Pendant que l’histoire s’élevait si haut, l’éloquence n’était pas tombée dans l’oubli. Burke vient, il prononce ces discours[1] auxquels peut-être on ne trouve rien à comparer, ni dans les temps anciens, ni dans les temps modernes, pour la beauté classique, la vigueur et la noblesse. Burke nous apparaît comme un géant parmi de grands hommes, les Pitt, les Fox, les Grattan[2], les Sheridan.

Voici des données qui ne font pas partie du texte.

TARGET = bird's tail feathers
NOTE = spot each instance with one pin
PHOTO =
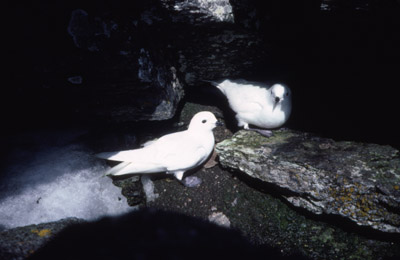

À cette époque, les nations subirent un changement social et politique dont l’influence rejaillit jusque sur notre littérature. L’Amérique devint république : la France essaya de l’imiter. Fils de ces puritains victimes de leur foi consciencieuse et de leur besoin d’indépendance, le peuple

  1. Les discours de Burke, si remarquables comme œuvres d’art, comme compositions de cabinet, comme essais polémiques, ne produisaient aucun effet sur le parlement. Dès que William Burke se levait pour parler, les bancs de la chambre des Communes se dépeuplaient : « Now, Burke is beginning, let us go to dinner : Burke commence ; allons dîner ! » Le grand homme restait environné de quelques amis complaisans. L’éloquence parlée demande en effet plus d’abandon, de laisser-aller, de naïveté, de simplicité ; elle doit ressembler davantage à une causerie familière. La gloire de Burke ne repose pas seulement sur ses discours, mais sur ses œuvres politiques et métaphysiques, et spécialement sur le Traité du sublime, et les Observations sur la révolution française. On y chercherait en vain la chasteté sévère de Junius ; mais jamais aucun écrivain n’a jeté, sur les idées métaphysiques et sur la sécheresse des discussions, un voile plus brillant, une couleur plus ardente. Il est difficile de réunir avec plus de bonheur l’énergie de la dialectique et l’éclat du coloris. Comme orateur, il était souvent battu par Fox, improvisateur facile et diffus, et par Sheridan, qui ne parlait que par épigrammes.
  2. Thomas Grattan, de famille irlandaise, comme Burke et Sheridan, était souvent de très mauvais goût ; mais il avait de la finesse, de l’énergie, de l’audace, et une extrême facilité d’improvisation. L’auteur aurait pu lui associer Curran, autre orateur irlandais, avocat, doué d’une éloquence vive, quelquefois emphatique, mais toujours pleine d’effet.